With direct-to-video/streaming action films now a bonafide cottage industry with their own tropes, star filmmakers and performers, and aesthetic trappings, the real mediocrities are becoming more and more prominent and are seemingly attracting a classier pedigree of talent. Hence, The Doorman. It stars Australian model Ruby Rose — late of the Batgirl TV series and featured prominently in the final Resident Evil and memorably in John Wick Chapter 2 — and is helmed by former Japanese Extreme bad boy Ryûhei Kitamura (who helped kickstart that boom with his novel but not-very-good DIY debut Versus). 

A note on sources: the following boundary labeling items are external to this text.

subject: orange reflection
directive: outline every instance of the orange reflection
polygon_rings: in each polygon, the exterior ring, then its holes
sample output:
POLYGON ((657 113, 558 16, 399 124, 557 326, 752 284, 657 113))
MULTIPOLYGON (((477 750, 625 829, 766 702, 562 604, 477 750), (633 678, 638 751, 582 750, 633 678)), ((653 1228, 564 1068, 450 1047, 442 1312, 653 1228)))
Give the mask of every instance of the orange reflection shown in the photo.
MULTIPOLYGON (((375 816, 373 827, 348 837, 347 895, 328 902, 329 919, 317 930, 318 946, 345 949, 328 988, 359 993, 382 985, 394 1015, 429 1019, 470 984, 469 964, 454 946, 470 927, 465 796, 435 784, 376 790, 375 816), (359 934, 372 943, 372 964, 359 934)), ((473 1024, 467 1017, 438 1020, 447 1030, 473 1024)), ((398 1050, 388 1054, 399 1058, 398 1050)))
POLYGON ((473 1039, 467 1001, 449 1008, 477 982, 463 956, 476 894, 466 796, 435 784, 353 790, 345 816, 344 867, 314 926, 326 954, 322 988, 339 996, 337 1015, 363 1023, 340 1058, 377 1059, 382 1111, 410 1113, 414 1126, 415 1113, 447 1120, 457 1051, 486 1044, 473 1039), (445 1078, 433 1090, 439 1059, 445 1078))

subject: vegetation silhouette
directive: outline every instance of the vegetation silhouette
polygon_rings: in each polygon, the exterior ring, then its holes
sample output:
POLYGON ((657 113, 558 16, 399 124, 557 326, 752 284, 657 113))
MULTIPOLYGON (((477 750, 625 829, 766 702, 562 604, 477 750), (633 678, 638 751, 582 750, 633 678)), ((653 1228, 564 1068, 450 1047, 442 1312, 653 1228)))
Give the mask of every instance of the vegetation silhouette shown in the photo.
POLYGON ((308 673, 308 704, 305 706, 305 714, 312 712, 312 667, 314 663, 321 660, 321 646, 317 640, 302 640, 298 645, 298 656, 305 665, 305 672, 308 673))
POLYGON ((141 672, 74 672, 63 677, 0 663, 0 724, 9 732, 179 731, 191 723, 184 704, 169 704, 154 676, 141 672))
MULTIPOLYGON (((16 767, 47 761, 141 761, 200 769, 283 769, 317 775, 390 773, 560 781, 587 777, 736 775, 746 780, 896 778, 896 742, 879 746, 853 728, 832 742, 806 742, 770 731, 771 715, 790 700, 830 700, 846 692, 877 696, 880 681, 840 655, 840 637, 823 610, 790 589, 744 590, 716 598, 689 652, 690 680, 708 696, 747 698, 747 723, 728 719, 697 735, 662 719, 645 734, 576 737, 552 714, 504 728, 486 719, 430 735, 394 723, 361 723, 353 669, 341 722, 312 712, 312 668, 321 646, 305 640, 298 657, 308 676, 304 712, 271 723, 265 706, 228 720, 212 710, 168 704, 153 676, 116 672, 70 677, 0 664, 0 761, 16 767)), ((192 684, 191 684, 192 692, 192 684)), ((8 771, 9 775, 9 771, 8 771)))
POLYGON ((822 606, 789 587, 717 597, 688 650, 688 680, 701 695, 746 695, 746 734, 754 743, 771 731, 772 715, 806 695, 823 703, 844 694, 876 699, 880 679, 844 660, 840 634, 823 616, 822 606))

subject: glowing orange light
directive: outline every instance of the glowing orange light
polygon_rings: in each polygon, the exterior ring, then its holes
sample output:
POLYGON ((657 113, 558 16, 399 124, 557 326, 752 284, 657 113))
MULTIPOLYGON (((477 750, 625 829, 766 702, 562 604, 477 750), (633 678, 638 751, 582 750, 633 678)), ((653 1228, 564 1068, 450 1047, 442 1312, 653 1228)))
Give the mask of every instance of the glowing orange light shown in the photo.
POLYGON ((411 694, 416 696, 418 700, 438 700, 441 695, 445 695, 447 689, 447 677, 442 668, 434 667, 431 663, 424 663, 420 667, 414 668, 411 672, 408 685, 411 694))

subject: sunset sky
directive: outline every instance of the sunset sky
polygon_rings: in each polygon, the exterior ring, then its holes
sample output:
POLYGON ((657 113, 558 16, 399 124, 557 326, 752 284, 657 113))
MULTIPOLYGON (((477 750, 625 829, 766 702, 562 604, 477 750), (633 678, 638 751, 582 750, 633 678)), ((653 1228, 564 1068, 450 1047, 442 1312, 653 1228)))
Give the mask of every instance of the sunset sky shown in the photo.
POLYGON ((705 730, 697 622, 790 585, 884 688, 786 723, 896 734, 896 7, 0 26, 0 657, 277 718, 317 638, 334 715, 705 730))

Rose plays Ali, a former Marine now retired after a mission-gone-wrong, who settles in New York with a job, uh-huh, working the door at a ritzy apartment building where she’s surprised to discover that her late sister’s widower and their kids are tenants. She also befriends an elderly couple that is essential to the plot, which kicks off when her boss turns out to be in cahoots with a bunch of thieves — lead by Jean Reno, really slumming it here — who take over the building in search of some stolen art. Honestly, there’s not even an attempt to disguise the Die Hard knockoff aspirations here, which would be fine if the action were in any way inventive or exciting. Kitamura has sacrificed much of his typical exuberance behind the camera in favor of a lot of generic coverage and janky edits that conceal most of the best action beats, and the hand-to-hand fighting is never much more than merely competent — that sense of lethargy informs the entire film, leaving little to outright praise or decry. Rose acquits herself just fine, doing the usual steely-but-vulnerable thing you’d expect from this material, but The Doorman is just far too bland an endeavor on which to waste her talents.